BlackRock's private credit platform now stands at $370 billion alongside its $3 trillion public fixed income franchise, according to the firm. BlackRock said it is seeing "steady allocations" to its non-traded BDCs and strong deployment numbers, even as the broader private credit market faces scrutiny.\
Management emphasized their heritage of "rigorous underwriting" and protecting client principal, noting that recent high-profile private credit issues have largely been in syndicated loan markets rather than direct lending books.
BlackRock's approach to insurance asset management is highly customized, with Small arguing the firm is putting significant resources against the mandates.
"Insurance company asset management is a really highly customized effort working with clients every single day.
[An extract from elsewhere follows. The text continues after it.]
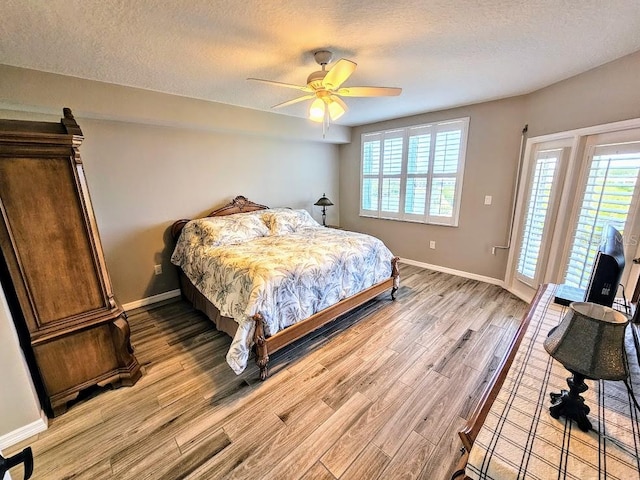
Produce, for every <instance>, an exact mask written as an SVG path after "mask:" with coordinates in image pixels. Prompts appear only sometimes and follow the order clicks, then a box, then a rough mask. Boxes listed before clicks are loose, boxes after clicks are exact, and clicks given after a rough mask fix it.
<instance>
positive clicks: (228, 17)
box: [0, 0, 640, 125]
It's not an arrangement where clients say, let's give you some money and here's a benchmark go beat it," Small said. "You're highly connected. You're basically in-sourced by the company to be looking at premium cash flows every day, to be thinking about credit every day, to be thinking about the intersection of accounting and capital in managing those portfolios."
BlackRock reported third-quarter 2025 earnings with assets under management reaching a record $13.5 trillion, up 17% from $11.5 trillion a year earlier and up from $12.5 trillion in the second quarter. The firm generated $205 billion in quarterly net inflows, compared to $221 billion in Q3 2024 and $84 billion in Q2 2025.
Revenue totaled $6.5 billion, representing a 25% increase from $5.2 billion in the third quarter of 2024 and a 20% rise from $5.4 billion in the second quarter of 2025.
Performance fees totaled $516 million, up 33% from a year ago and significantly higher than the $94 million recorded in Q2 2025.